In rem jurisdiction provides a court with the power to exercise its authority over property if that property is the subject of the action and the court is unable to acquire jurisdiction by any other means. In this case neither the registrars nor the domain owners were located in the state of Kentucky. Nevertheless, the court stated that because the gambling websites were accessible to persons located in the state of Kentucky and allowed these persons to create accounts and purchase gambling credits, as such, these domains were clearly present in the state and therefore could be subjected to the courts in rem jurisdiction.
In addition, Kentucky law contains a statute which provides that Kentucky’s “gambling devices” are subject to forfeiture. The statute defines a “gambling device” as a tangible device manufactured and designed specifically for gambling. Even though the court determined that domains were a form of intangible, not tangible, property they held that the intent of the statute was to prevent illegal gambling and that in upholding the intent of the law, the domains offering gambling services were “gambling devises” that were subject to seizure under Kentucky law.

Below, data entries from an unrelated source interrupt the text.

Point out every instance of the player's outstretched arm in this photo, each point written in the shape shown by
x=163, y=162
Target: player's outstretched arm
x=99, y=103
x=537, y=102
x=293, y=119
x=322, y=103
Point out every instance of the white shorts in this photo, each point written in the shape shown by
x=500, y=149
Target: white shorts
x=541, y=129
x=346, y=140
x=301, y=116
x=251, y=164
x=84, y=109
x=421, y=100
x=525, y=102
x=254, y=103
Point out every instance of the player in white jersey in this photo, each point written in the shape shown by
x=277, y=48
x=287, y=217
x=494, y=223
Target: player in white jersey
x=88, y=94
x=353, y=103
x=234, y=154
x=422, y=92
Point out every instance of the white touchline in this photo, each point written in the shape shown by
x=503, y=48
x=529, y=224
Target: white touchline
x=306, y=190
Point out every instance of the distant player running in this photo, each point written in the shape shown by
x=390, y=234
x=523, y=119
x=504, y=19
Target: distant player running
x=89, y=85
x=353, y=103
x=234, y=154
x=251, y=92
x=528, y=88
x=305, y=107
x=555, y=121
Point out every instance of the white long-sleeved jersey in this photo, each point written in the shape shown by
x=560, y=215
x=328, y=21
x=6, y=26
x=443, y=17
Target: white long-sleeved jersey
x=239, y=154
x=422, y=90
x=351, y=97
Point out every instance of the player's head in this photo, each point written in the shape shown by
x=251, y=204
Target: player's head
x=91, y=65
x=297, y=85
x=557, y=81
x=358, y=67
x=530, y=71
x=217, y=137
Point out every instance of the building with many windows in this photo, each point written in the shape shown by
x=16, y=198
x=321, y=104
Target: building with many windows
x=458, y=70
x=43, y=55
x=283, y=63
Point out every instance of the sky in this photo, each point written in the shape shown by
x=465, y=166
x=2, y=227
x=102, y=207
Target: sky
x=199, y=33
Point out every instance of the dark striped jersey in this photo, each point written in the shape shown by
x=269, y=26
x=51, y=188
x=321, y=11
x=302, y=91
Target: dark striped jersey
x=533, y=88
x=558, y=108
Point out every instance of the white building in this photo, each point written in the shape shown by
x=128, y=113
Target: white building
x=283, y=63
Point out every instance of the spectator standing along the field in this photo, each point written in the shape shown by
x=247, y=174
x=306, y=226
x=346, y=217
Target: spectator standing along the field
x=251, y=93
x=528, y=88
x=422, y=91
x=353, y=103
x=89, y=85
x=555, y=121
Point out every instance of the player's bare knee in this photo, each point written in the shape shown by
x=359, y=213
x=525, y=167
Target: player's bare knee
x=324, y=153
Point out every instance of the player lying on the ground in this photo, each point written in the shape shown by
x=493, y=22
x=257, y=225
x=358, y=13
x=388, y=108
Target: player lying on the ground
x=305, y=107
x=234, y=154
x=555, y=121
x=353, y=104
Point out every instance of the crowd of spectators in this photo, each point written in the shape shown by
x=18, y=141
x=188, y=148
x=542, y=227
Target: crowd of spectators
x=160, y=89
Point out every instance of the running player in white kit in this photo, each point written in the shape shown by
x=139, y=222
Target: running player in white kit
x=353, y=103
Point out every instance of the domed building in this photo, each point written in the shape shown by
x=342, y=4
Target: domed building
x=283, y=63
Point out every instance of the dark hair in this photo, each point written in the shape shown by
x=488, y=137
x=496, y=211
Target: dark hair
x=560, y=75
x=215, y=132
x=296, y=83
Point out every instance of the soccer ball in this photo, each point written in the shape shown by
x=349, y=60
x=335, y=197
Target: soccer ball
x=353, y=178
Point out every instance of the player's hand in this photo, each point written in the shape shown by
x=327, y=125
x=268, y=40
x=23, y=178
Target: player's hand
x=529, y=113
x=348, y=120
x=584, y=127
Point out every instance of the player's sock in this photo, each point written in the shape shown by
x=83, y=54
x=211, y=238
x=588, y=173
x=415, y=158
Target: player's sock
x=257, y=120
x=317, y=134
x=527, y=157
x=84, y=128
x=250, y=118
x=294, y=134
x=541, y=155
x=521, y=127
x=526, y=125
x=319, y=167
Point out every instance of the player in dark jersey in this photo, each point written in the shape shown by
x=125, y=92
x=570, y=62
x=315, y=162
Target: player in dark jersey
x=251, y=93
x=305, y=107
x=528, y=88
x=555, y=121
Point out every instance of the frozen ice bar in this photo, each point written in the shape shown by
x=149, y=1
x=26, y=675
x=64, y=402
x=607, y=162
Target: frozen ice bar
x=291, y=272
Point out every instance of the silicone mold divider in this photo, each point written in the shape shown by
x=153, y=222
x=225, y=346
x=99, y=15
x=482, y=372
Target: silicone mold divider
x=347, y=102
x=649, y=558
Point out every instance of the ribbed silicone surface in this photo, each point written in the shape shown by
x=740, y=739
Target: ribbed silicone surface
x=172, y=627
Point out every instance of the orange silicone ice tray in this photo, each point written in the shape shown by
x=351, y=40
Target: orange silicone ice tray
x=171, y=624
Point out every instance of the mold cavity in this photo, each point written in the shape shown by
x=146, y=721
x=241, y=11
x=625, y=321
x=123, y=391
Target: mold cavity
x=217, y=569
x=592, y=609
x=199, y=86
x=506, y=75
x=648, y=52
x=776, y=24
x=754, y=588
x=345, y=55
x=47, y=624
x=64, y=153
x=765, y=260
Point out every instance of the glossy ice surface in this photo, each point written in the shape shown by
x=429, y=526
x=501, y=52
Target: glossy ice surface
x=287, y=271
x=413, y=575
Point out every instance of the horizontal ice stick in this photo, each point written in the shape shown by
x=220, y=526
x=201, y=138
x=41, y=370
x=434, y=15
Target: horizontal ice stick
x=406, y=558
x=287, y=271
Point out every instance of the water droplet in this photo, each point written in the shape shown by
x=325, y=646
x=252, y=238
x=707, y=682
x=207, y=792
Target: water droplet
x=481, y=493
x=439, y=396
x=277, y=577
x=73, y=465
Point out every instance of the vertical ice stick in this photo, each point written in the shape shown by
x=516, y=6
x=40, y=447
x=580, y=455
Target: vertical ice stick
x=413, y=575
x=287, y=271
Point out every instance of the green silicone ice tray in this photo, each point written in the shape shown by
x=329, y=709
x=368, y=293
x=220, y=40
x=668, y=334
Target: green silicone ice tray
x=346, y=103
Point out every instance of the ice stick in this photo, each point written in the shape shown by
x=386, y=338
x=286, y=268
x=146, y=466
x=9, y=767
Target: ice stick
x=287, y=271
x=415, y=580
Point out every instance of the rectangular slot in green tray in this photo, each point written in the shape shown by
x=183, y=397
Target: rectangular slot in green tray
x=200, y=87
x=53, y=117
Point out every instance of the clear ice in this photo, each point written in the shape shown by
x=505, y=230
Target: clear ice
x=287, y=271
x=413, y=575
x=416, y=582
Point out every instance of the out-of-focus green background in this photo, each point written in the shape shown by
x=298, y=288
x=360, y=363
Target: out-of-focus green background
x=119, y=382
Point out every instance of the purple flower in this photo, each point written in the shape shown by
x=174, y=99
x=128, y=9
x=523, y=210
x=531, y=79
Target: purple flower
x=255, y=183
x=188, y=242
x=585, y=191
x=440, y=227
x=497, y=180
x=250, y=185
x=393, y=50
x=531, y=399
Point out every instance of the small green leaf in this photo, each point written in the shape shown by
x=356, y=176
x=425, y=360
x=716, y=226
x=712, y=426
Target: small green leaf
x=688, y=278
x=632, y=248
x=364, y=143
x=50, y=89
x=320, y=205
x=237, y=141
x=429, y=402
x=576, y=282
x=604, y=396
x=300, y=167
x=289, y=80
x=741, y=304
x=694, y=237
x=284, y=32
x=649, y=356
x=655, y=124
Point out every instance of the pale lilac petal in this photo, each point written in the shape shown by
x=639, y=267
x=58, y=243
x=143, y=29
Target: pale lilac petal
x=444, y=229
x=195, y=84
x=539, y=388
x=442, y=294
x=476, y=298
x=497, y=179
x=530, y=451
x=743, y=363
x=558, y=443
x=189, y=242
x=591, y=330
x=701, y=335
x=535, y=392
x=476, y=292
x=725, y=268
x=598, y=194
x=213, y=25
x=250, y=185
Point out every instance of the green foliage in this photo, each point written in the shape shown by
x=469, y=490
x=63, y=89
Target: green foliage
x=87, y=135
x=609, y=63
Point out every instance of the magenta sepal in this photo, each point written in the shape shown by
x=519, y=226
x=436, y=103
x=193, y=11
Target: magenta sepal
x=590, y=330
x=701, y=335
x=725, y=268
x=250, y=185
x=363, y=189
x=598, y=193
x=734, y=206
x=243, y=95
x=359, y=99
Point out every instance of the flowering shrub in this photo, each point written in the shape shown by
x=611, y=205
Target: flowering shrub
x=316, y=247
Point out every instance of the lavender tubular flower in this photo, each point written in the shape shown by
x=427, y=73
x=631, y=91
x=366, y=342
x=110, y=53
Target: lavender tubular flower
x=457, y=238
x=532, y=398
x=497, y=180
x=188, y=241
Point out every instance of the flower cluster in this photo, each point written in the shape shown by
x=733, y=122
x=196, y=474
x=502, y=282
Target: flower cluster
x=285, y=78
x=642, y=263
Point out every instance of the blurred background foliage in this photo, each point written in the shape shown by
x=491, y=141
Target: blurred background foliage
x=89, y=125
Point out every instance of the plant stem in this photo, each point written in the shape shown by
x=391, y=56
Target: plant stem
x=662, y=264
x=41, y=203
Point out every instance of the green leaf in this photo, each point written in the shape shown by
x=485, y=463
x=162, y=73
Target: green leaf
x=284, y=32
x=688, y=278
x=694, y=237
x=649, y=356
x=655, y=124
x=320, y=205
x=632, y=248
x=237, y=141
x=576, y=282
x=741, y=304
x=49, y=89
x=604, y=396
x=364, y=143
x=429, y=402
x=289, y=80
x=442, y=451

Many internet free speech and civil liberties organizations have intervened in this case and urged that the Kentucky courts decision be overturned based on an alleged violation of a number of constitutional rights. Further, these organizations emphasize the danger that could result if a state court can order the seizure of domains regardless of where they are registered. These organizations argue that if the Kentucky ruling stands, it is possible that courts all over the world could simply seize a domain if its content in some way violates a local law regardless of whether the content is legal in every other country around the world. This international accessibility of a website is certainly a factor that was not given proper consideration at the lower court level.
Sedo's General Counsel, Jeremiah Johnston represents Sedo as a founding member of the Internet Commerce Association (ICA) and sits on the Board of Directors in the role of association president, helping to shape the future of domain names in the political space. With regards to the Kentucky case, Johnston responded by stating,
“The Internet Commerce Association is aware of the extreme concern of ICA members regarding the seizure of 141 gaming related domain names. It appears that there may be no statutory basis for this unprecedented action, that Kentucky may lack sufficient jurisdictional grounds and that it also may violate the Commerce Clause of the US Constitution.The ICA intends to immediately investigate this matter, including outreach to affected ICA members as well as to those registrars subject to the Kentucky order. Once we have gathered additional information, the Board will consider further appropriate action to confront this dangerous precedent.”
Update: The Kentuck Online Gambling case resumes today, Dec. 12th, and we’ll be monitoring the results. The future of this case is now left in the hands of the Court of Appeals.